Private, Public, Union, or Management: Who Takes All the Money?

It's not public workers..

Start with local government, whose 14 million employees make up almost two-thirds of the public payroll, according to Census Department data. They make up 11% of the total U.S. workforce but receive only 10% of the total compensation. Their average salary is $43,000.

State government employees make up 3.6% of the U.S. workforce and receive 3.9% of the total compensation.

Federal employees, who make up just two percent of the total U.S. workforce, do considerably better, earning an average of $68,000. Their pay advantage is largely due to higher education levels and more advanced professional skills. The Economic Policy Institute, Bureau of Economic Analysis, the Congressional Research Service, and Congressional Budget Office all acknowledge this. 44% of federal jobs are professional positions (lawyers, economists, engineers), compared with 32% in the private sector. Close to 50% of full-time federal and state and local government employees have college degrees, compared to 35% for private employees.

Overall, Census Department data reveals that government employees earn about 1% more than private sector employees. With all retirement benefits included, the 21.4 million government employees make up 16.7% of U.S. employees and receive 20% of the total compensation.

It's not union members..

After years of declining numbers, union employees make up about 12% of the workforce, but their total pay (14.8 million union employees with a $47,000 median salary) amounts to less than 12 percent of wages, as reported by the Census Department.

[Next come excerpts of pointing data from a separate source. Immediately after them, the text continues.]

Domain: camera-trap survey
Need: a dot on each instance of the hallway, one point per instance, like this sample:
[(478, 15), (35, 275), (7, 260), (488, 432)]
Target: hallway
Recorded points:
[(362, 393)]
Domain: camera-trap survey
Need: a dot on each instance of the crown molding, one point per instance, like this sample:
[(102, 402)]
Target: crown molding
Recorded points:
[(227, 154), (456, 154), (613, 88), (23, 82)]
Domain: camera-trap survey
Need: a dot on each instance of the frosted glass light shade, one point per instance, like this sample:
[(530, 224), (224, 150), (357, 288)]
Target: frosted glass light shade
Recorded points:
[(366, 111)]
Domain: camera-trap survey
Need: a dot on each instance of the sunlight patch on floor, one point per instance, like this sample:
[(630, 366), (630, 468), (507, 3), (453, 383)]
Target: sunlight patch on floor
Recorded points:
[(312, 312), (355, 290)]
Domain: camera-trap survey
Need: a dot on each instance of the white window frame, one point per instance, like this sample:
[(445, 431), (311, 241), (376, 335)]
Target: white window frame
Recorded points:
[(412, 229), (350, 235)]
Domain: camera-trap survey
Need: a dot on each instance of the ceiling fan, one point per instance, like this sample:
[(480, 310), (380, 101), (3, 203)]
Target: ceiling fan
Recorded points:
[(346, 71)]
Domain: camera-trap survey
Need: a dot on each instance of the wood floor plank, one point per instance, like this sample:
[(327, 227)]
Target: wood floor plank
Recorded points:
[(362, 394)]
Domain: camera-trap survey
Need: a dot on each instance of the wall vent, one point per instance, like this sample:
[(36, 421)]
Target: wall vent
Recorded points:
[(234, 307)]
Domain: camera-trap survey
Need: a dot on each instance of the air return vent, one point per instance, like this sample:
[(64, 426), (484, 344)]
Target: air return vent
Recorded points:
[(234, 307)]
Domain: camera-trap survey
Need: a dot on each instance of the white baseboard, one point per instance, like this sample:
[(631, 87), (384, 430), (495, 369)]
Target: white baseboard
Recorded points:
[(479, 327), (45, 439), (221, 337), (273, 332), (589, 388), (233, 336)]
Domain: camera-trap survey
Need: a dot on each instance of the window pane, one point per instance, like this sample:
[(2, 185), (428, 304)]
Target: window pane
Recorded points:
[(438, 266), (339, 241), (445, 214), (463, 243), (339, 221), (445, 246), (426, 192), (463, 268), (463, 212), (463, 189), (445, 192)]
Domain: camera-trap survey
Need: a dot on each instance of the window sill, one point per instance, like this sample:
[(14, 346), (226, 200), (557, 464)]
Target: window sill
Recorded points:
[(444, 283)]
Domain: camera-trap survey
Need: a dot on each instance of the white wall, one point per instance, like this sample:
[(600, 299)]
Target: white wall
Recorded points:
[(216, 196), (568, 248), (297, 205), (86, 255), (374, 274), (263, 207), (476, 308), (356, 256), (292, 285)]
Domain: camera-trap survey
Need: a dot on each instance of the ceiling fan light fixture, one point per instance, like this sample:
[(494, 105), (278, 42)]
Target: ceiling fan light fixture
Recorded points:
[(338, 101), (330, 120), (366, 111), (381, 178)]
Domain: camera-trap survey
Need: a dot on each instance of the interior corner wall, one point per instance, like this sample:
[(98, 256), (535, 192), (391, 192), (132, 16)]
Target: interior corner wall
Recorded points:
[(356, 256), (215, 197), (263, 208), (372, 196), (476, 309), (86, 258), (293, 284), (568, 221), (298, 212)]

Unions are sometimes accused of excess, when in fact they keep employees from falling into substandard wage conditions. According to the State of Working America, the union wage premium exists, but it's a modest 13.6%.

Unions also provide a degree of stability for a shrinking middle class. Retirement funding, however, is actually much less than perceived by union critics. The Pew Center notes that the latest available annual pension contribution by the 50 states amounted to just under $60 billion, which is about 1% of wages as reported by the Census Department.

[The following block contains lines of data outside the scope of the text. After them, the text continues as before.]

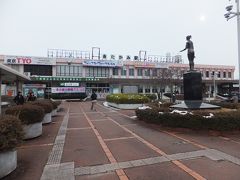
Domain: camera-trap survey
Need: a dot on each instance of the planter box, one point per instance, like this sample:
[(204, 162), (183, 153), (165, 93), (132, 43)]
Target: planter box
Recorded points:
[(32, 130), (47, 118), (125, 106), (8, 162), (54, 112)]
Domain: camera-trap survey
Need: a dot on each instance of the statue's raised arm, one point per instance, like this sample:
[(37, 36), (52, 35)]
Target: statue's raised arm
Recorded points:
[(191, 54)]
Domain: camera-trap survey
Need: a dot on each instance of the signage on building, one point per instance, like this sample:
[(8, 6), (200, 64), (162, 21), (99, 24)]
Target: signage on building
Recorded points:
[(29, 60), (145, 64), (101, 63), (69, 84), (54, 78), (68, 89)]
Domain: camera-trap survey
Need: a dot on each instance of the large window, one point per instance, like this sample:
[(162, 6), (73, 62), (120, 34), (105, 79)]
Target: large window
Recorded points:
[(131, 72), (229, 75), (147, 72), (154, 72), (68, 70), (115, 71), (139, 72), (41, 70), (207, 73), (97, 72), (123, 71), (224, 74)]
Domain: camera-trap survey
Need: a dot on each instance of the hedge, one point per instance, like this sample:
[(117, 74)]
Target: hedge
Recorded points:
[(220, 121), (11, 132), (127, 98), (27, 113), (45, 104)]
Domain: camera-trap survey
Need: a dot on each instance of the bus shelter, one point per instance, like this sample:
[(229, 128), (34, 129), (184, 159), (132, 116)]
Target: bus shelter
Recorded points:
[(10, 75)]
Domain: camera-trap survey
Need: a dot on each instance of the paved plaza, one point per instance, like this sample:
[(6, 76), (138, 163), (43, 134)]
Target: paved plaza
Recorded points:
[(109, 144)]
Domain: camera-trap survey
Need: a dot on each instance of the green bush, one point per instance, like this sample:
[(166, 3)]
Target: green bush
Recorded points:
[(11, 132), (27, 113), (221, 121), (67, 96), (127, 98), (45, 104), (228, 105), (152, 97), (55, 104)]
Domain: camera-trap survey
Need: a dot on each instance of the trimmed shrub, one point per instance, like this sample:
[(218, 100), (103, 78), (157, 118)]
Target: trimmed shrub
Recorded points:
[(152, 97), (127, 98), (11, 132), (27, 113), (55, 104), (228, 105), (45, 104), (221, 121)]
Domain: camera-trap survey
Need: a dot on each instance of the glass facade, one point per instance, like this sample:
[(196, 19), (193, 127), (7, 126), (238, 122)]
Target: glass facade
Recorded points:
[(115, 71), (97, 72), (131, 72), (40, 70), (139, 72), (68, 70)]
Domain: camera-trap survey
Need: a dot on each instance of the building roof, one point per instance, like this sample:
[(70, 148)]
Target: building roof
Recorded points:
[(8, 74)]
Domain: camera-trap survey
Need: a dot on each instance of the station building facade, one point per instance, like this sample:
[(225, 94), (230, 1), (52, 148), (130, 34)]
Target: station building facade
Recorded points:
[(61, 74)]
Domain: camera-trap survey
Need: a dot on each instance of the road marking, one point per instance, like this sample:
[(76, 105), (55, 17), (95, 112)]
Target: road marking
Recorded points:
[(34, 145), (177, 163), (189, 141), (120, 138), (121, 174), (74, 129)]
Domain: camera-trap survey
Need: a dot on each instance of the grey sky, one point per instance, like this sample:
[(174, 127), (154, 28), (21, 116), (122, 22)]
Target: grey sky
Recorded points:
[(30, 27)]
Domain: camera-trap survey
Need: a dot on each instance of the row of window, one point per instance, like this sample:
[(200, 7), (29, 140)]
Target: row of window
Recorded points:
[(131, 72), (218, 74), (65, 70)]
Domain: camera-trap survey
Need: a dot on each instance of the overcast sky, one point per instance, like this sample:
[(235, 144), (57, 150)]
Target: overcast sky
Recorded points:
[(30, 27)]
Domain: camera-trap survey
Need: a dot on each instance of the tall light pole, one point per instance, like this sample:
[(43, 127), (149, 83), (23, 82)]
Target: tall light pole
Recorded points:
[(229, 15)]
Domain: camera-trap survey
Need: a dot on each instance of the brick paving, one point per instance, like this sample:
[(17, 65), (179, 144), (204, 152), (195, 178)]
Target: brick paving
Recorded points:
[(109, 144)]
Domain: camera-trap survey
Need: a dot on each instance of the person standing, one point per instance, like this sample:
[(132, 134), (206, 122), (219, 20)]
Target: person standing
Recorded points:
[(31, 96), (94, 99), (19, 99), (191, 53)]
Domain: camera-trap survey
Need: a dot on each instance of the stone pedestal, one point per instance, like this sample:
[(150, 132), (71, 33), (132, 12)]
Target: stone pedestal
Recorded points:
[(192, 83)]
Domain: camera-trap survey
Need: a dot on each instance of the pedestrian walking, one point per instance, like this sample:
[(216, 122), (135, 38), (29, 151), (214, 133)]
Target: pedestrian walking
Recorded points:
[(19, 99), (31, 96), (94, 100)]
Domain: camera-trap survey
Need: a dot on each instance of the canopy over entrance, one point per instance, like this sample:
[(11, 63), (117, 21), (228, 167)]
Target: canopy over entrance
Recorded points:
[(8, 74)]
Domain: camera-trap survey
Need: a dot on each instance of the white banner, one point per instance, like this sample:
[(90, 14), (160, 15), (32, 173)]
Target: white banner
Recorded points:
[(101, 63), (68, 89), (29, 60)]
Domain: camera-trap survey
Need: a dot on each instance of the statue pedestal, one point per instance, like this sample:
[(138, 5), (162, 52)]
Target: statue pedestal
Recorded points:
[(192, 83)]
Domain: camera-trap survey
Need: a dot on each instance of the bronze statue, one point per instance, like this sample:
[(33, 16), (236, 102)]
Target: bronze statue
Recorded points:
[(191, 54)]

Finally, unions promote equal opportunity. A recent study at Harvard and the University of Washington concluded that "the decline of organized labor explains a fifth to a third of the growth in inequality."

It's not, for the most part, even the private sector..

The average private sector worker makes about the same salary as a state or local government worker. But the MEDIAN salary for U.S. workers, 83% of whom are in the private sector, is almost $14,000 less, at $26,363.

This striking difference reveals the degree of inequality in private industry, and leads us to the conclusion:

CEOs and Financial Managers take much more than their share.

Corporate executives and financial employees make up just one-half of 1% of the workforce, but with nearly a trillion dollars of annual income (11.3% of $8.12 trillion), they make more than ALL 15 million unionized workers in the United States, and almost as much as ALL 21 million government workers. Much of their income derives from minimally-taxed capital gains. Meanwhile, the great majority of their private company employees toil as food servers, clerks, medical workers, and domestic help at below-average pay.

While unions and government jobs promote stability and security, private industry, which is driven by the profit motive, leads to a "winner-take-all" philosophy that is steadily splitting our country in two.

Have they earned it?

Again, consider the facts:

  1. They've destroyed jobs. According to Newsweek, "the CEOs of the 50 firms that laid off the most workers since the onset of the economic crisis took home 42 percent more pay in 2009 than their peers did -- largely because cutting workers boosts short-term profits."

  2. They've made the country less productive. As noted by Frontline's Money, Power, and Wall Street, the financial industry is almost double the size of the manufacturing sector.

  3. They've taken massive bonuses for their failures. Again from Frontline's Money, Power, and Wall Street: Since the crash of 2008, banks have paid out more than $80 billion in bonuses.



    As an analyst pointed out on the Frontline documentary, the rise of financial derivatives led banks to start trading for their own gain, and not for their customers. So yes, they've earned something. Our lasting contempt.